Photo: Valérian Mazataud Le Devoir «Kukum», le roman à succès du journaliste et romancier Michel Jean, s’est vendu à des dizaines de milliers d’exemplaires. Le livre est désormais traduit dans plusieurs langues.

Prenant prétexte de nouvelles nominations à l’Ordre des arts et des lettres du Québec, Le Devoir vous invite dans l’imaginaire d’artistes dont le travail exemplaire fait rayonner la culture.

Il existe des conceptions différentes de l’univers », affirme le romancier Michel Jean. Des conceptions que nous nous devons de reconsidérer, croit-il, à la lumière de ce que la planète est à devenir sous nos yeux. « Nous sommes en train de dévorer la planète ! » Vêtu de son complet bien taillé de lecteur de bulletins de nouvelles télévisées, Michel Jean plaide en faveur d’un enrichissement de nos perspectives. Que chacun puisse désormais jouir d’une meilleure connaissance du monde autochtone ne peut pas nuire à l’avenir commun, explique-t-il en entrevue.
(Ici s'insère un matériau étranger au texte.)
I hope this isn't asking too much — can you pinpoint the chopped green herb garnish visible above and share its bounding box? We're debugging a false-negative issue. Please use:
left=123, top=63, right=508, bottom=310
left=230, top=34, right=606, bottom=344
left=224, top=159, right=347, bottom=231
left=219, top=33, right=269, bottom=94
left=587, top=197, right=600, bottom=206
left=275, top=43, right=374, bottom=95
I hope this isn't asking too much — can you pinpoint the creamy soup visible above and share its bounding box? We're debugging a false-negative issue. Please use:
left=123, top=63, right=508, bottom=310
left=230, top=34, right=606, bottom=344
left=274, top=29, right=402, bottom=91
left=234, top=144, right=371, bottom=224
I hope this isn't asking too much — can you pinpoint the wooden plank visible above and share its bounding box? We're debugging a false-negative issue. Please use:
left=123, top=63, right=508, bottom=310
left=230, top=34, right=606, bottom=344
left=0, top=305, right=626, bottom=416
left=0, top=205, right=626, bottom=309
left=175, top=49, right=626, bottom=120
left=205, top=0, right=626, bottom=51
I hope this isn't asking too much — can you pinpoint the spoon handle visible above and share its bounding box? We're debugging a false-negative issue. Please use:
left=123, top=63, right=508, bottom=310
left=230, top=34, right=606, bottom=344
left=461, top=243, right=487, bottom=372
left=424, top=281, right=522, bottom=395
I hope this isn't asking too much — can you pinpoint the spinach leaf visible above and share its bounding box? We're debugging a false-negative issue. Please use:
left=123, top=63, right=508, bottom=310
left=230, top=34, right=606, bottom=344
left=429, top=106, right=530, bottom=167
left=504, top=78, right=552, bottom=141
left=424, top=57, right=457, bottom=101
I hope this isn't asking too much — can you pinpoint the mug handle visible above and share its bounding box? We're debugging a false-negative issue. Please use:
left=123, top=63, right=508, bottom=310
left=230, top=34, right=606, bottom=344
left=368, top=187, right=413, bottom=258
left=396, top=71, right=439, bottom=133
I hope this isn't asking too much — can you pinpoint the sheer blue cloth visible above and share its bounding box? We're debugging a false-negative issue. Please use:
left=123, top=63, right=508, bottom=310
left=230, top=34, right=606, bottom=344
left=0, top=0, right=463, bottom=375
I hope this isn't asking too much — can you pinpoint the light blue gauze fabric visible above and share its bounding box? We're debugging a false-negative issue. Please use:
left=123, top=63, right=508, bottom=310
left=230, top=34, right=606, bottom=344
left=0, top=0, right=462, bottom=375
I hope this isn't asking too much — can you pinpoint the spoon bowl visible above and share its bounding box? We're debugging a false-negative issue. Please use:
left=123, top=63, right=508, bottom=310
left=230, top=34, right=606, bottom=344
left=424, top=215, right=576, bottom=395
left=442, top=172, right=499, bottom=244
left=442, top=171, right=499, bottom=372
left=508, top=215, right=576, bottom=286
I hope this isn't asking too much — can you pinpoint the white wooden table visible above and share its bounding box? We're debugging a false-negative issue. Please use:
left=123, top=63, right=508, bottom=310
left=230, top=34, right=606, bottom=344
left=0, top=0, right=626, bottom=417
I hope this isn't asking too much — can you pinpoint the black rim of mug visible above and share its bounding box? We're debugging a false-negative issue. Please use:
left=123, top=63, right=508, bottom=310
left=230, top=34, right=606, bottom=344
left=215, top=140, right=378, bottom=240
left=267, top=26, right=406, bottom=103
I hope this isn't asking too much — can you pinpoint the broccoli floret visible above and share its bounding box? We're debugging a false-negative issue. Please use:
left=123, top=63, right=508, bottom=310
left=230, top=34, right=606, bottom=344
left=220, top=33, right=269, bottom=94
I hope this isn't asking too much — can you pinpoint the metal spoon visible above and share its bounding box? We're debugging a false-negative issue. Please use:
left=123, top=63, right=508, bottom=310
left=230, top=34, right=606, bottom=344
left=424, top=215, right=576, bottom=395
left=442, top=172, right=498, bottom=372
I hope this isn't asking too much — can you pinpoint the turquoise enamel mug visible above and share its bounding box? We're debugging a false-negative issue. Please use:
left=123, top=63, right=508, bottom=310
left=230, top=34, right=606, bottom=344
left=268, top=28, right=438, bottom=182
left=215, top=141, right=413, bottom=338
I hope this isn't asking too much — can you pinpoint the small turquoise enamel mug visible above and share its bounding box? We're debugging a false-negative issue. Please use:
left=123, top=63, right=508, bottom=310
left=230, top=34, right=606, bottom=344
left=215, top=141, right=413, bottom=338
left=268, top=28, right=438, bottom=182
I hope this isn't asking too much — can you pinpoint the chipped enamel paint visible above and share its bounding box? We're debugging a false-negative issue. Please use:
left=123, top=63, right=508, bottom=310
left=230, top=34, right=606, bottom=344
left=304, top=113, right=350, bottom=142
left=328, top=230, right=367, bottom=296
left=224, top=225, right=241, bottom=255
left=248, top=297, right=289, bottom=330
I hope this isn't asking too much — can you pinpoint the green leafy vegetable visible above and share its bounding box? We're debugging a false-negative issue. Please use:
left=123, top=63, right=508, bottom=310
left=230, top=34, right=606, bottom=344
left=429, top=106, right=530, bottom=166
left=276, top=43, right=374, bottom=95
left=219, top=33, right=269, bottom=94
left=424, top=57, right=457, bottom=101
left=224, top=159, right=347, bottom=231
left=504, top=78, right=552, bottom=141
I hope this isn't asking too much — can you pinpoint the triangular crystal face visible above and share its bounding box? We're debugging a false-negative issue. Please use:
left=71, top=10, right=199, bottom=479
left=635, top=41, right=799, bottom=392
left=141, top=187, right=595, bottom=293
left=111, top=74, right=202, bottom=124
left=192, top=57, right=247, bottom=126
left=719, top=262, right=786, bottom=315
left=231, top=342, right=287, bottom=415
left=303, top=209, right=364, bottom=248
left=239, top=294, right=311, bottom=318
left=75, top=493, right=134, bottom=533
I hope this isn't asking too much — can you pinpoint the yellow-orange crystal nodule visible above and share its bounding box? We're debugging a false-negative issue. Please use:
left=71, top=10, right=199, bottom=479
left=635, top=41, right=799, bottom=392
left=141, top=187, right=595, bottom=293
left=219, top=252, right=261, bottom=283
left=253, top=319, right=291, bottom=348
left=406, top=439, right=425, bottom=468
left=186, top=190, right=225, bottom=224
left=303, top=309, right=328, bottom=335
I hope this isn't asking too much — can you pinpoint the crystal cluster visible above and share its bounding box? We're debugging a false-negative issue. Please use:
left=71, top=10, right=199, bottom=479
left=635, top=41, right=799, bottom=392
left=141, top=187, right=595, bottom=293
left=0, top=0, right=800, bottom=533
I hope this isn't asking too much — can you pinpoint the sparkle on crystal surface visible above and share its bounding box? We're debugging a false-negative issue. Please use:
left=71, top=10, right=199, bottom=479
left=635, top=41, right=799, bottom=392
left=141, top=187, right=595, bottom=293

Bien au contraire.

« Les Autochtones n’ont jamais perçu l’accumulation de l’argent comme une avenue d’avenir », observe-t-il. « Qu’est-ce qu’il va rester, si on continue comme ça ? On nous a raconté, sans arrêt, que l’humain était au sommet de la pyramide des vivants. Et voici où ça nous a conduits aujourd’hui : pas mal bas… Les Autochtones n’ont jamais envisagé le monde de cette manière. On s’est moqués d’eux pour ça. Il faudra voir, dans la durée, qui avait raison… »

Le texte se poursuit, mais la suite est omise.